By Jonathan Corbet
August 3, 2010
Linux, like most other operating systems, has long tried to keep
frequently-accessed data in main memory. The cost of fetching a page from
disk is high, so every I/O operation which can be eliminated by keeping
data in a faster location yields a significant performance improvement.
Recently, there has been an increasing level of interest in adding more
levels of cache; the result has been patches like
bcache,
Cleancache/Frontswap,
zcache, and more. The latest
contribution in this area is a set of patches aimed at enabling multi-level
caching within the Btrfs filesystem.
The patches, posted by Ben
Chociej, are not a complete solution at this time. This code, instead, is
meant to add the infrastructure needed to determine which data within a
filesystem is "hot"; other work, to be done in the near future, will then
be able to make use of this information to determine which data would
benefit from
being hosted on faster media - on a solid-state storage device, perhaps.
The copy-on-write nature of Btrfs, along with its built-in volume
management code, should make the implementation of this functionality
relatively easy. We should find out in "a few weeks," when the first of
these patches is promised; meanwhile, there is some interesting
instrumentation work to look at.
These patches work by hooking into the small number of places in Btrfs
where new I/O operations are initiated. Each of these places gets a call
to:
void btrfs_update_freqs(struct inode *inode, u64 start, u64 len,
int create);
Where inode is the inode for the file being operated on,
start is the beginning offset (in bytes), len is the
number of bytes being transferred, and the mildly confusing create
parameter is nonzero iff the operation is a write.
This function maintains two red-black trees; the first, which is
filesystem-wide, tracks the "hottest" inodes. For each inode, there is
another tree tracking the hottest parts of the file. For each tree, the
btrfs_update_freqs() call will update the stored parameters with
the passed-in values.
The code tracks six independent parameters: the number of reads, a running
average of the time between reads, and the time since the last read - along
with the same information for writes. In the end, that information gets
passed to a piece of deep magic called btrfs_get_temp() which
boils those numbers down to a single "temperature" value. Your editor
would love to simply provide the formula which is used, but it's not that
simple - there's a lot of trickery with magic constants and various
provisions against integer overflow problems. For those who would like to
figure it out for themselves, here's the source for
btrfs_get_temp().
There are three new ioctl() operations added by the patch set. To
get the heat information for a specific file,
BTRFS_IOC_GET_HEAT_INFO may be used. There are also
BTRFS_IOC_GET_HEAT_OPTS and BTRFS_IOC_SET_HEAT_OPTS for
querying and setting the state of heat tracking and (someday) migration of
data based on the measured temperature data. A debugfs interface is also
provided for those who would like to look at all of the data collected by
this instrumentation.
There has not been a huge response to this patch set so far. The biggest
complaint should be somewhat predictable: this capability looks like
something which would be useful for many filesystems, so implementing it
just for Btrfs looks like working at the wrong level. The virtual
filesystem (VFS) layer is well placed to track I/O operations and could
manage this kind of data collection. The VFS could also, perhaps, use this
data to make better decisions on which pages to keep in the page cache.

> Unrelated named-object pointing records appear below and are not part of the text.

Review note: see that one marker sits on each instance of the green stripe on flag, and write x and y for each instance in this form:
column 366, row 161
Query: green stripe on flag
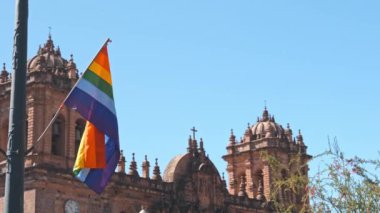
column 98, row 82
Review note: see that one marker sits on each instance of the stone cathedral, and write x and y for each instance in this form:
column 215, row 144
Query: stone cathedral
column 189, row 183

But, as long as the data is locked up within Btrfs, the VFS layer cannot
use it, and it cannot be used to benefit any other filesystems.
The response to this complaint is that only Btrfs has the multiple device
support needed to make use of this data. Dave Chinner finds that justification unconvincing, saying:
Why does it even need multiple devices in the filesystem? All the
filesystem needs to know is the relative speed of regions of it's
block address space and to be provided allocation hints.

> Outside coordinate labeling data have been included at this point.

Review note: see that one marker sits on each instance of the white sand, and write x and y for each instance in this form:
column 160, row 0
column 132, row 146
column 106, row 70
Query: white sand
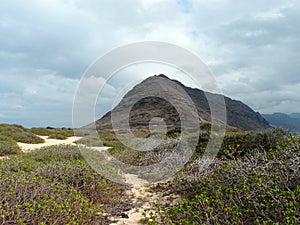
column 48, row 142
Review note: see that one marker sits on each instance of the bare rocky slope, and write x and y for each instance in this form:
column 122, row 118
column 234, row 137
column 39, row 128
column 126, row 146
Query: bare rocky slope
column 156, row 97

There is often a degree of tension between those who would add features to
specific filesystems and those who would rather see that functionality done
at the VFS level. As a general rule, widely-useful features benefit from
being done in the VFS, where they are more widely used and more closely
scrutinized. But, often, an individual filesystem implementation can serve
as a useful proof of concept and a place where important lessons are
learned. All of which is to say that "hot data tracking" will likely make
it into the kernel at some point, but it's not clear whether what is merged
will resemble the current patches or not.